Nosocomial infections are increasingly being recognised as a major patient safety issue. The modern hospital environment and associated health care practices have provided a niche for the rapid evolution of microbial pathogens that are well adapted to surviving and proliferating in this setting, after which they can infect susceptible patients. This is clearly the case for bacterial pathogens such as Methicillin Resistant Staphylococcus aureus (MRSA) and Vancomycin Resistant Enterococcus (VRE) species, both of which have acquired resistance to antimicrobial agents as well as enhanced survival and virulence properties that present serious therapeutic dilemmas for treating physicians. It has recently become apparent that the spore-forming bacterium Clostridium difficile also falls within this category.
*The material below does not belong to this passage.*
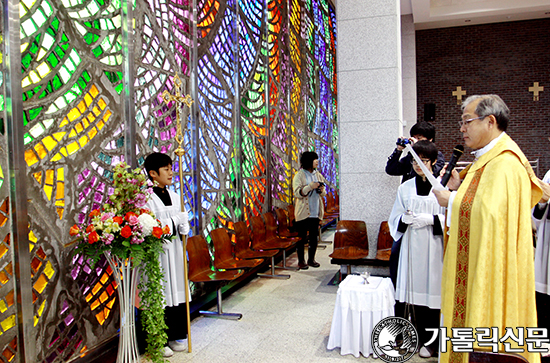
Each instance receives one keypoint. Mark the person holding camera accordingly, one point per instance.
(398, 165)
(309, 189)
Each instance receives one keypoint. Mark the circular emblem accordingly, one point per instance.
(394, 339)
Since 2000, there has been a striking increase in C. difficile nosocomial infections worldwide, predominantly due to the emergence of epidemic or hypervirulent isolates that appear to possess extended antibiotic resistance and virulence properties. Various hypotheses have been proposed for the emergence of these strains, and for their persistence and increased virulence, but supportive experimental data are lacking. Here we describe a genetic approach using isogenic strains to identify a factor linked to the development of hypervirulence in C. difficile. This study provides evidence that a naturally occurring mutation in a negative regulator of toxin production, the anti-sigma factor TcdC, is an important factor in the development of hypervirulence in epidemic C. difficile isolates, presumably because the mutation leads to significantly increased toxin production, a contentious hypothesis until now. These results have important implications for C. difficile pathogenesis and virulence since they suggest that strains carrying a similar mutation have the inherent potential to develop a hypervirulent phenotype.